Dewan Pers minta penjelasan Istana soal pencabutan kartu liputan reporter CNN Indonesia

Update: 2025-09-29 06:47 GMT

Presiden Prabowo Subianto memberikan keterangan kepada wartawan, termasuk reporter CNN Indonesia saat tiba di Lanud Halim Perdanakusuma usai kunjungan kerja di Luar Negeri, Sabtu (27/9/2025) sore

Ketua Dewan Pers Prof. Komaruddin Hidayat menyoroti polemik pencabutan kartu akses liputan seorang reporter CNN Indonesia di lingkungan Istana Kepresidenan. Menurutnya, tindakan tersebut menimbulkan pertanyaan serius mengenai komitmen Pemerintah terhadap kebebasan pers dan berpotensi merugikan citra Kepresidenan.

Dalam wawancara bersama Radio Elshinta, Senin (29/9/2025), Prof. Komaruddin mengungkapkan bahwa Dewan Pers telah menerima laporan terkait insiden ini dan tengah melakukan mediasi. “Kami sudah menerima laporan. Dewan Pers biasanya melakukan mediasi, dan sekarang wakil saya sedang menjalankan proses itu,” ujarnya kepada Anchor Elshinta, Farma Dinata.

Ia menilai, pertanyaan yang diajukan reporter CNN Indonesia kepada Presiden terkait program Makan Bergizi Gratis (MBG) masih dalam konteks kepentingan publik, mengingat program tersebut tengah menjadi sorotan akibat sejumlah kasus keracunan.

“Wartawan itu menjadi jembatan, memberitakan kepada masyarakat kebijakan pemerintah sekaligus menyampaikan kepada pemerintah apa problem yang terjadi di tengah masyarakat.

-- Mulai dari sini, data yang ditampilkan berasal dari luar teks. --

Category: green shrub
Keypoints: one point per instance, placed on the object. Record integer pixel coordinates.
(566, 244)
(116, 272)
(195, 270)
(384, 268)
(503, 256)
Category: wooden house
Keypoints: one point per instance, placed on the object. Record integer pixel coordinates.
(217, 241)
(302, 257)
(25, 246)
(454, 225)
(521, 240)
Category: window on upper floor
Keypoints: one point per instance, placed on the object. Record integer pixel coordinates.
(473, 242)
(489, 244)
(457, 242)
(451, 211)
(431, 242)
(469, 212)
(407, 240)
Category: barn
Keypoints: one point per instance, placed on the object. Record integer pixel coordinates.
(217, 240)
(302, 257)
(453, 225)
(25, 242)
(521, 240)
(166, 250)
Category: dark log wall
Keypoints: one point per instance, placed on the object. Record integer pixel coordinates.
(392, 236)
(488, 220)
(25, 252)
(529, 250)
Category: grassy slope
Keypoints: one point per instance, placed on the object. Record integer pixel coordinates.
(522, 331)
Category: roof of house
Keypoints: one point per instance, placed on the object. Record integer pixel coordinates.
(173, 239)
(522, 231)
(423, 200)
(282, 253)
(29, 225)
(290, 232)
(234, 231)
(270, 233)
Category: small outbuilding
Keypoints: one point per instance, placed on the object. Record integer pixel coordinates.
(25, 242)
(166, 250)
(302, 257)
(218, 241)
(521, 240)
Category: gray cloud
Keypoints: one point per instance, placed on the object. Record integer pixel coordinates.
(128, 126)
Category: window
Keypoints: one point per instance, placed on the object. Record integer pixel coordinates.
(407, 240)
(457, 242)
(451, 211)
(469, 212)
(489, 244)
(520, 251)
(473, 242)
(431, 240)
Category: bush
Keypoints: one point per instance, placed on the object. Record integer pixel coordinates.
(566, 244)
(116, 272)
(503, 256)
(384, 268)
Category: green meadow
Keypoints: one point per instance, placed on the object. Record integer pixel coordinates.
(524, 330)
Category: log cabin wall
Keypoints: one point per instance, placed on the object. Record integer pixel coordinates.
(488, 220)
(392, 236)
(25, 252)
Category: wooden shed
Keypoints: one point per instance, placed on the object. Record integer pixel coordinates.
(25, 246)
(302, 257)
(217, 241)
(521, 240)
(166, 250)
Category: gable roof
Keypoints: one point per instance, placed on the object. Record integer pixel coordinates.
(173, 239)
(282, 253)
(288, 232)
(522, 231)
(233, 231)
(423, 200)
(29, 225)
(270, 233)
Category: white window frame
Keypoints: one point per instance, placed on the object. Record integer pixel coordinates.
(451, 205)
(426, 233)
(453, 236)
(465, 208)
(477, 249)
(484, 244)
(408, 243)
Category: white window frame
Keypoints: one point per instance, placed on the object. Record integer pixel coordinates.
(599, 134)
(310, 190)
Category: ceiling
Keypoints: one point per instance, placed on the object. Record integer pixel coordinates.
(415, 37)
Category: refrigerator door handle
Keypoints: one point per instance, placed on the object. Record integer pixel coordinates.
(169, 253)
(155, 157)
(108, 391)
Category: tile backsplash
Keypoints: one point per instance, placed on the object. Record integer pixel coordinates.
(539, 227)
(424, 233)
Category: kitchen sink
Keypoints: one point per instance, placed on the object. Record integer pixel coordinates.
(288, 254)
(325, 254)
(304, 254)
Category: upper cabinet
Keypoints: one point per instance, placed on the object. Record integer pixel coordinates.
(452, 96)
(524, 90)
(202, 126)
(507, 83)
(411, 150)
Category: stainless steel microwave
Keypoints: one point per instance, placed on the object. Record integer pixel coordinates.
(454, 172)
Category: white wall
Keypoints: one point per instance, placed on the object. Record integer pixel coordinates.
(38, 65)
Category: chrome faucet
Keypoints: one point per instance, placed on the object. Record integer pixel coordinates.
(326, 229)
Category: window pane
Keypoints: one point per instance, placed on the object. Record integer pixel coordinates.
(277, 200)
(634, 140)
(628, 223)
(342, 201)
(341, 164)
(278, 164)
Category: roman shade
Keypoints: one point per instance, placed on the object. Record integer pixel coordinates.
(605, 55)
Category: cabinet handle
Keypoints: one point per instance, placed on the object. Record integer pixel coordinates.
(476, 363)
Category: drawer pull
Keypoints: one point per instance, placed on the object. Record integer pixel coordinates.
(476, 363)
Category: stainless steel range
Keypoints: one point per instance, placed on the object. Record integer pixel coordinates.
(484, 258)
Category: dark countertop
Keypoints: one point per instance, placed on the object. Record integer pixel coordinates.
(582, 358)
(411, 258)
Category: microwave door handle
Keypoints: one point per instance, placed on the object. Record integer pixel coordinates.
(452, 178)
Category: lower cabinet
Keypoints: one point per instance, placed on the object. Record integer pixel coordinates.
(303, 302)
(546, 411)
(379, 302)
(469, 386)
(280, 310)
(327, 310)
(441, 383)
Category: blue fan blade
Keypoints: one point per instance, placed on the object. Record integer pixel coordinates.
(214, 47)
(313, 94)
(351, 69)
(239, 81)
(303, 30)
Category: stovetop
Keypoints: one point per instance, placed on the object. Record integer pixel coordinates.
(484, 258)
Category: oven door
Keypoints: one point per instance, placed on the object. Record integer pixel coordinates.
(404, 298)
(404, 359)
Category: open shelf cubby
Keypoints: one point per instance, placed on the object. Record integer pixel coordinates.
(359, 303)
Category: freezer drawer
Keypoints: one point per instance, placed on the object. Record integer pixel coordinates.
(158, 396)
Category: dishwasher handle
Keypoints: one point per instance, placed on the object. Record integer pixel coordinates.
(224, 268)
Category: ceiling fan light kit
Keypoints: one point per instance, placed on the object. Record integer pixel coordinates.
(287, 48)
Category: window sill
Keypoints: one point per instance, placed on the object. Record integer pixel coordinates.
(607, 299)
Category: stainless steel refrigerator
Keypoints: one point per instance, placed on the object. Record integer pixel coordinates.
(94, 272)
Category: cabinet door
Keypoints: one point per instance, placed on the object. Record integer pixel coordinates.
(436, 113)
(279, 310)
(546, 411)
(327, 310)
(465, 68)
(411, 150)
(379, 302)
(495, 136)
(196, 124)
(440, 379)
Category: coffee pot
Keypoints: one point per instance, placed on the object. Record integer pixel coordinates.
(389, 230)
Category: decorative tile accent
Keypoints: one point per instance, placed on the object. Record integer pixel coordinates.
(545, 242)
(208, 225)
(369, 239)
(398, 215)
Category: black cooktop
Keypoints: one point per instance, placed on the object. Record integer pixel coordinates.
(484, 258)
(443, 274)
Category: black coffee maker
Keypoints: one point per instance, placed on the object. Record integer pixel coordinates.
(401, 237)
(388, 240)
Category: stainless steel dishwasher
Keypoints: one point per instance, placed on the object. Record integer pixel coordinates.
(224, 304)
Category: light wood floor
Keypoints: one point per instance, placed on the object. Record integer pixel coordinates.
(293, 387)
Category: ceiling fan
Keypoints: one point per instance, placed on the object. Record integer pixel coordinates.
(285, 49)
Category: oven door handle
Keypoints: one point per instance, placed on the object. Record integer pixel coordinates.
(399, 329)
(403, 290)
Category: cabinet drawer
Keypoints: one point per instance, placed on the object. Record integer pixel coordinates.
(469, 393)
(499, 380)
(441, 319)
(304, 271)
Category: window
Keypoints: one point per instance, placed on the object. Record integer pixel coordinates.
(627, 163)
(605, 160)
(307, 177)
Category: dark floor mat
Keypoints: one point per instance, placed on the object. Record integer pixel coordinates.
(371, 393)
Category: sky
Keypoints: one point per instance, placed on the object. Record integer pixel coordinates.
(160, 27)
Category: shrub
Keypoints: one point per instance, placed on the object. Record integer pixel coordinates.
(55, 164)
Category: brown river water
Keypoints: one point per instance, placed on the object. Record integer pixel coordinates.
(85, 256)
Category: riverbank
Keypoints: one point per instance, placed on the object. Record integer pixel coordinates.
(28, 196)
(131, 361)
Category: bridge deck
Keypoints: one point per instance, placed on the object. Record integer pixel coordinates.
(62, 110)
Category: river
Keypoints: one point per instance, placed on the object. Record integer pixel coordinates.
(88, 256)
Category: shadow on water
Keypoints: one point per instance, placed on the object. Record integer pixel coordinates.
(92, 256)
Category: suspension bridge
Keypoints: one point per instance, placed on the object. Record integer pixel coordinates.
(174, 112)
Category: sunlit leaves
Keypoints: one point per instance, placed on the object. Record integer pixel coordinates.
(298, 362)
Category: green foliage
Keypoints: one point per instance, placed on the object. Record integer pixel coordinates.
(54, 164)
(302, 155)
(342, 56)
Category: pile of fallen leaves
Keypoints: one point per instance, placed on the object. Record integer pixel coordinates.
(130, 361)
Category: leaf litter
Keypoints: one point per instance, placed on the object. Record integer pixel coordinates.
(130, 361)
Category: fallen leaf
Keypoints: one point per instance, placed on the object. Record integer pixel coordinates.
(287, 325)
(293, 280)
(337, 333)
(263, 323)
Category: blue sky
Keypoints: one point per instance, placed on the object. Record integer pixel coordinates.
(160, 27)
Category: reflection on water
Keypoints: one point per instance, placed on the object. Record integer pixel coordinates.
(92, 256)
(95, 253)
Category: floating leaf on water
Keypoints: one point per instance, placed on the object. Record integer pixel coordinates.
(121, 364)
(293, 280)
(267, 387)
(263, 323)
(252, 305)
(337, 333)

Jadi seharusnya Pemerintah berterima kasih atas pertanyaan itu,” kata Komaruddin.

Namun, ia mempertanyakan dasar pencabutan kartu akses yang dilakukan pihak Istana. “Apakah itu instruksi Presiden atau inisiatif orang-orang lingkaran Presiden? Apakah tindakan itu konstruktif atau justru merugikan citra kepresidenan?” ujarnya.

Menurutnya, pejabat publik, terlebih Presiden, memang harus siap menerima pertanyaan apapun dari wartawan. “Kalau tidak siap dikritik, jangan jadi pejabat publik. Itu risiko negara demokrasi. Presiden punya hak untuk membatasi pertanyaan, tapi tidak berarti membatasi kebebasan pers,” tegasnya.

Komaruddin juga menekankan pentingnya dialog antara Istana dan wartawan untuk merumuskan formula komunikasi yang lebih sehat. “Sebaiknya Istana mengundang wartawan, mari kita membuat satu formula bagaimana komunikasi istana dengan media. Apakah wartawan itu dianggap nyamuk yang harus diusir, atau mitra yang menyampaikan kegiatan istana? Itu perlu kejelasan,” jelasnya.

Selain itu, ia menyoroti perlunya evaluasi terhadap regulasi pers di tengah perkembangan ekosistem informasi digital. “Mari duduk bersama, pemerintah, komunitas pers, dan masyarakat sipil. Apakah undang-undang pers kita masih relevan atau sudah usang. Kalau komunikasi resmi tersumbat, masyarakat akan lari ke media sosial, dan itu justru bisa lebih liar,” tambahnya.

Di akhir wawancara, Ketua Dewan Pers kembali menegaskan bahwa kebebasan pers harus dihormati oleh semua pihak. “Kalau pemerintah berseberangan dengan wartawan, yang rugi justru pemerintah sendiri karena citranya bisa jatuh. Jadi mari saling menghargai dan menjaga komunikasi yang konstruktif,” pungkas Prof. Komaruddin.